I hear ya on that, and agree that some of the "safe" regulations, are just hooey.  Some are not.

FDA is not out to protect consumers anymore, it seems.  It's a vehicle for big companies to impose restriction on small operation too costly to continue in business.  Who do you think started prompting FDA for "Food Safe Certifications" and the like?  It wasn't the mom & pops restaurants.  It was the chain restaurants, so they could drive small businesses out, and claim bigger market shares for themselves.  Shoot, just the revenue from the classes alone, amounts to millions each year for somebody.  And guess who does most of the food safe class teaching?

Does it work?  A little bit sometimes.  I actually saw my waitress wash her hands with soap before picking up my dinner to bring, after she had coughed slightly on her way to the pick up window.  I was impressed!  I've see them rub their hair, nose, pick up something from floor, and still not wash their hands before getting near the food.  LOL

We are warned over and over, that home process food is so very dangerous.  And yet, who is responsible for most of the poisonings and deaths from improperly handled or cooked food?  The same companies who urged the FDA to accept their findings as gospel and make restrictive regulations.   I've food poisoning several times in my life and it was never from any home made food.  Mine or anyone else's.  Give me a break Uncle Sam!

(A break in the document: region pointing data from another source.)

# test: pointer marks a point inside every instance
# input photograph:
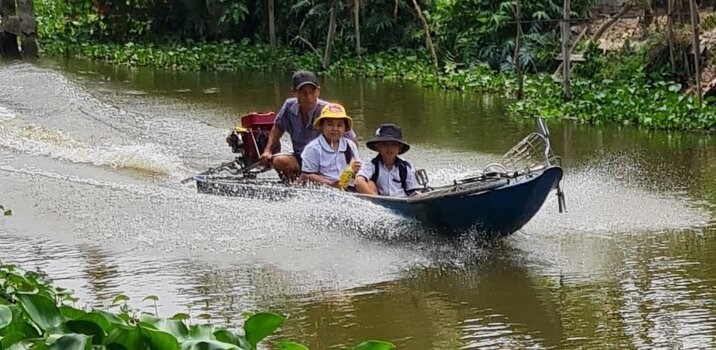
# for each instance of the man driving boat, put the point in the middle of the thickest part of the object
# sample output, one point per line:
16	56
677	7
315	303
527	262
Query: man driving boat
297	116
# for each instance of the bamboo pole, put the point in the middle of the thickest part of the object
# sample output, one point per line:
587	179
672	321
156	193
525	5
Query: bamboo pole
356	23
272	25
27	28
670	32
426	30
566	27
697	49
518	47
9	29
331	34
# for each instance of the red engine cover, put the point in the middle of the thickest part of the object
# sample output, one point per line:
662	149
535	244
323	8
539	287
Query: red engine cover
259	127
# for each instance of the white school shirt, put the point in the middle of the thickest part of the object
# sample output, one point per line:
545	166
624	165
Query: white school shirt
319	158
388	182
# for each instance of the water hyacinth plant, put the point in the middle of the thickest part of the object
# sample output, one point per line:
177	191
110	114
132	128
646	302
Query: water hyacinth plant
36	315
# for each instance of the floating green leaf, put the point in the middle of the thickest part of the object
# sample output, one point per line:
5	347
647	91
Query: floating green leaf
207	345
260	325
287	345
41	310
88	328
119	298
5	316
374	345
72	342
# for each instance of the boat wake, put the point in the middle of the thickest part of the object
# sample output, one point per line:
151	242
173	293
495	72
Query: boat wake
37	140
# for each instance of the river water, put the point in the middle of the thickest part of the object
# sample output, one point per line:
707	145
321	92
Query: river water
91	159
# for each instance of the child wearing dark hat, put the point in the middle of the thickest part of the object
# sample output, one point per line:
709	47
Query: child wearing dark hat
387	174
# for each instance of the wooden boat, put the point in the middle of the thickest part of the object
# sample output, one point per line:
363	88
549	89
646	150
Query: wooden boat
495	201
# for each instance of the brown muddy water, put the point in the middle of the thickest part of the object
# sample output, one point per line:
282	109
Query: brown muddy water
91	157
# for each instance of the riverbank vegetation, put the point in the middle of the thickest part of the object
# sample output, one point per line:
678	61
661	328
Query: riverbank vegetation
34	314
465	45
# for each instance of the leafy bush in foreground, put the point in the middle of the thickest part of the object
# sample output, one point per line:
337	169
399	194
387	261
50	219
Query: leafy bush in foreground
36	315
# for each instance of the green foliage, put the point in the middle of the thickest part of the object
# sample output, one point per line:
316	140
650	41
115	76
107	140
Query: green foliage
34	314
485	30
654	106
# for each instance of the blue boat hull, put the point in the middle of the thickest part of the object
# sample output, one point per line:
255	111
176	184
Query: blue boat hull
493	212
492	208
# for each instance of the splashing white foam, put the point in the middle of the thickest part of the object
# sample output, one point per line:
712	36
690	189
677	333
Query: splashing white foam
41	141
6	114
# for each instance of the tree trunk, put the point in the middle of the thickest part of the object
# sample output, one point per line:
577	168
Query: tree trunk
27	29
566	28
9	40
670	32
272	25
331	34
426	30
598	34
356	23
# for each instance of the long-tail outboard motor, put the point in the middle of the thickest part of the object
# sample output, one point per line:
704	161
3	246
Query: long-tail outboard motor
250	138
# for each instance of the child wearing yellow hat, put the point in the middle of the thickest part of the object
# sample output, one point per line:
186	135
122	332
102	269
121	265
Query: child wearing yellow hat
327	155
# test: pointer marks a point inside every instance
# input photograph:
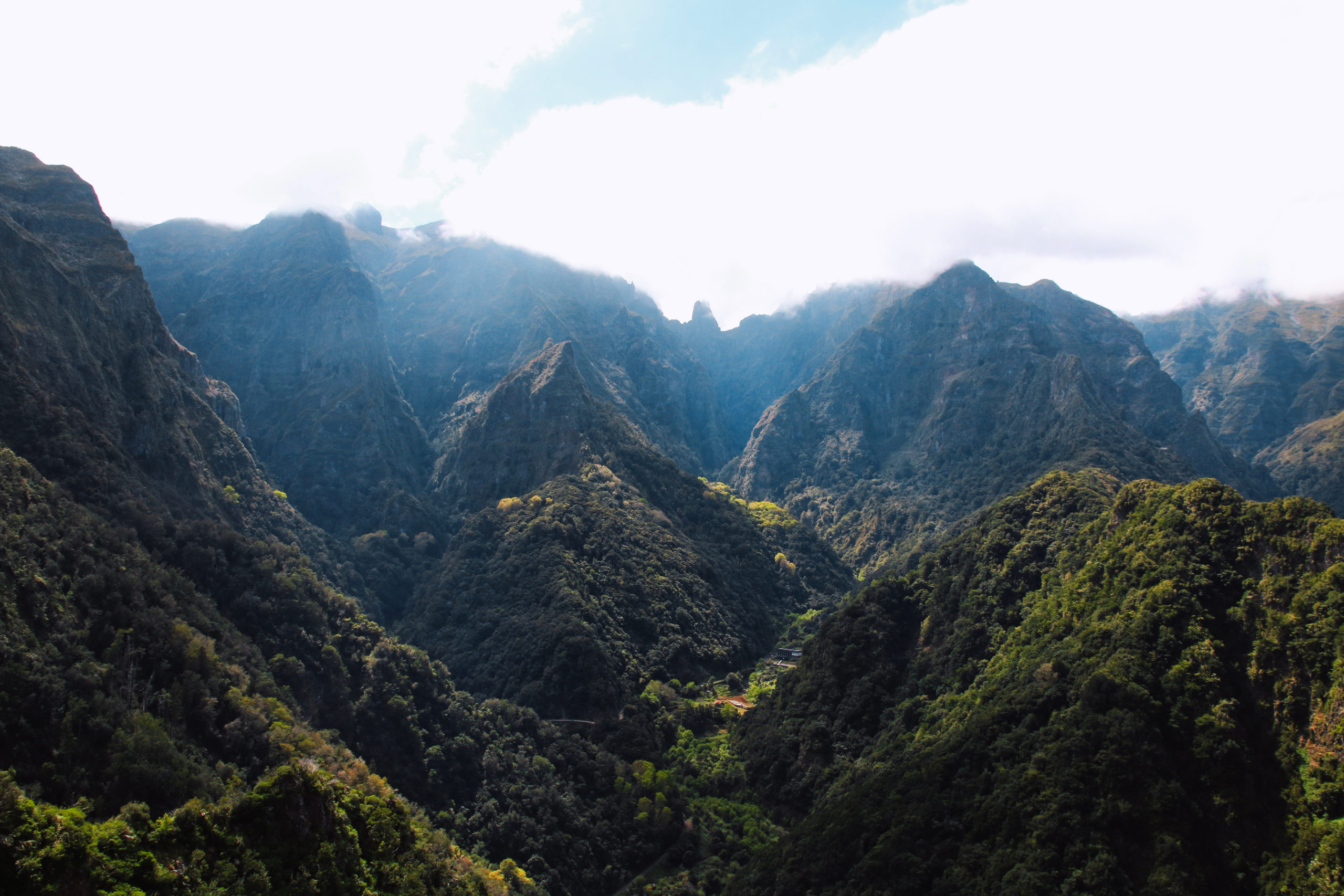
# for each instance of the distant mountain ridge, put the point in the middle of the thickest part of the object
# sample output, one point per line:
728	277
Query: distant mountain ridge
1269	375
461	313
964	392
281	311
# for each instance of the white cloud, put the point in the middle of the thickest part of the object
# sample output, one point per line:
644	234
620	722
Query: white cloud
227	111
1136	152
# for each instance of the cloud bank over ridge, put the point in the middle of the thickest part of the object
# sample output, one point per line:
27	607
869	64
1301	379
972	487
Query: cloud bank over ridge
1138	154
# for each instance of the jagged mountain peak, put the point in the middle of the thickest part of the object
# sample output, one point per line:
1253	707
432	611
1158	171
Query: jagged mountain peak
538	422
961	388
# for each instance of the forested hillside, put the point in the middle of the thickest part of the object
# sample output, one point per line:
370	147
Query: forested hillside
281	312
530	644
598	565
1079	695
959	394
1266	373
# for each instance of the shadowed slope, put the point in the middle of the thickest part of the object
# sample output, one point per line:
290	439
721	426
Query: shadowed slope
600	563
959	394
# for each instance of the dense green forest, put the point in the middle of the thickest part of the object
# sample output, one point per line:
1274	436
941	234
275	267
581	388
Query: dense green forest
1077	695
572	597
123	683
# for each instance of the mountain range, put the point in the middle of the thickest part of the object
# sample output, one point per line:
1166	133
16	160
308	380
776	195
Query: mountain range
349	558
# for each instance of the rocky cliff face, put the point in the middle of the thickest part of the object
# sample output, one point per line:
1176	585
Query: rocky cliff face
460	315
1256	368
282	313
768	355
1269	375
596	563
93	388
960	393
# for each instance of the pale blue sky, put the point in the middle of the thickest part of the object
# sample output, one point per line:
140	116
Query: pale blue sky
675	51
740	152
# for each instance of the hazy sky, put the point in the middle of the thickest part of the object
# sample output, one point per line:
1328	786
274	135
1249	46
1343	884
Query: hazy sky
738	152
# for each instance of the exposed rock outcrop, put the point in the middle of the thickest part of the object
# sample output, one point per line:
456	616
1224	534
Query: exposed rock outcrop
93	388
461	313
589	562
284	315
959	394
768	355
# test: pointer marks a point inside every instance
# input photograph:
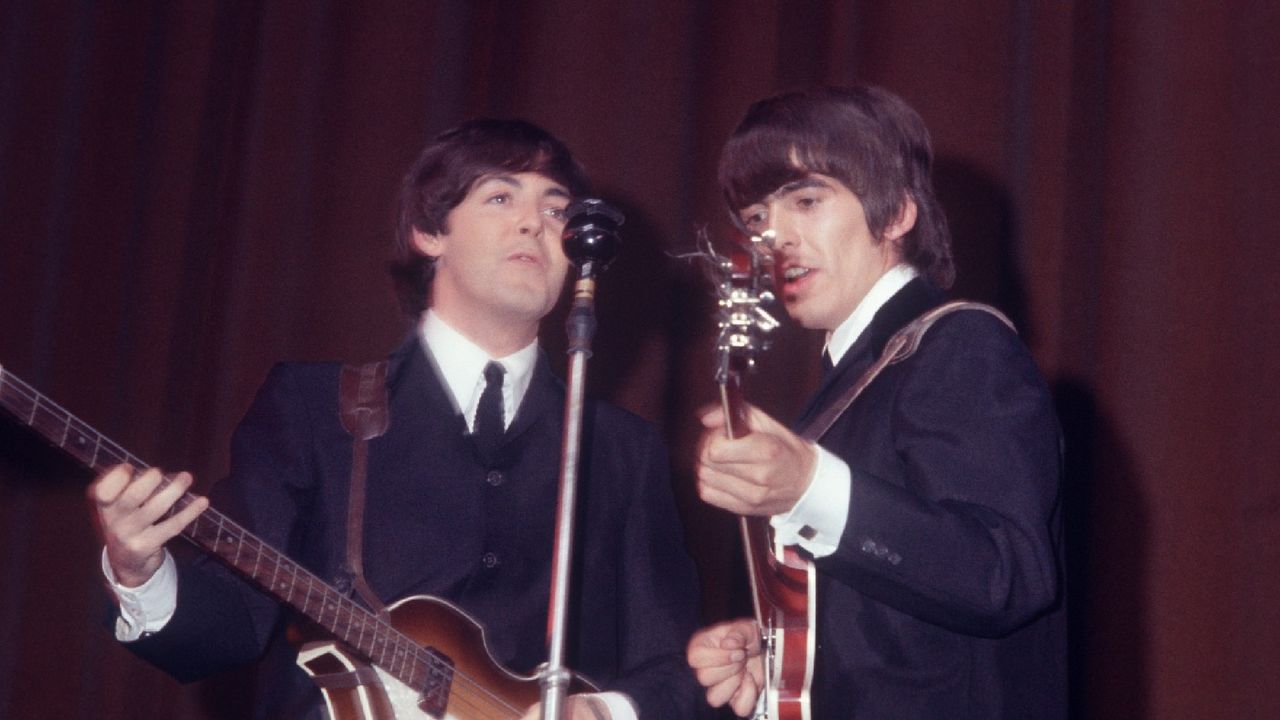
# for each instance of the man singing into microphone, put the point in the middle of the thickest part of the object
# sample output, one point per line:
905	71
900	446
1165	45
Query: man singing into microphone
931	507
461	490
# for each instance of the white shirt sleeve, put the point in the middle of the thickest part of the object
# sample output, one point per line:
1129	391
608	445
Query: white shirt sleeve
147	607
818	518
620	705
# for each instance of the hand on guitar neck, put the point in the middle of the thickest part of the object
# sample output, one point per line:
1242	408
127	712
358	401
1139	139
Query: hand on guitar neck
132	513
727	661
762	472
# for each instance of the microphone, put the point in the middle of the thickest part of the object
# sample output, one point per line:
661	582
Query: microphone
590	235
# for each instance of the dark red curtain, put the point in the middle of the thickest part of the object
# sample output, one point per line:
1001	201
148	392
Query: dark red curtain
191	191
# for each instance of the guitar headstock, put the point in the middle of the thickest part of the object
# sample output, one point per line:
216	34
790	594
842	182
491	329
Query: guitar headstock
744	287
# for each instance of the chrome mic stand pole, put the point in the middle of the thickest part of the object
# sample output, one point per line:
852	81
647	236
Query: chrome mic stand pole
590	241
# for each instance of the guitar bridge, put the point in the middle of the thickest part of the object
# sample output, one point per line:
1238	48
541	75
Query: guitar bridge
434	698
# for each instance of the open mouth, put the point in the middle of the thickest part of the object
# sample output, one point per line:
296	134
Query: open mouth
525	258
795	273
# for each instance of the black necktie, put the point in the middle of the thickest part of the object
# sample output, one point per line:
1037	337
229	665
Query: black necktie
489	420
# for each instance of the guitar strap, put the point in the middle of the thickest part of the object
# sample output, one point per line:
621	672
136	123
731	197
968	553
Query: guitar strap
362	408
899	347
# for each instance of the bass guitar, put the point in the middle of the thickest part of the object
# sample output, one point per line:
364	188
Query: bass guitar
423	659
782	580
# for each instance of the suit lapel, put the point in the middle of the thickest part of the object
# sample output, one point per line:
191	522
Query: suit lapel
912	301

I'd rather have a hamburger made by someone who patted the dog and then made my patty and cooked it, than from Jack-in-the-box's restaurant. 

Besides,  as everyone knows...,  pet hair is a condiment.  
	

	
	
		
		



		
		
	


	





Sheesh, you had to hit a tender spot with me didn't you?  LOL  Sorry for my rant.

I'm not against good food safety, just some of the guidelines that are just plain over the top, and lack common sense.

Oh Yeah,

I won't worry about taking my jerky to 165*, before or after, any more.  Did some more reading and thin as it is, as long as it it is a 145* for several minutes you're fine.  Your also fine at even lower temps, as long as you dry it enough.  At least that is how I understand it.

If I'm dead wrong, then someone correct me.

I don't like leather, so I'll stick with the 145*-150* area.  And I will continue to use cure #1 when smoking it.


----------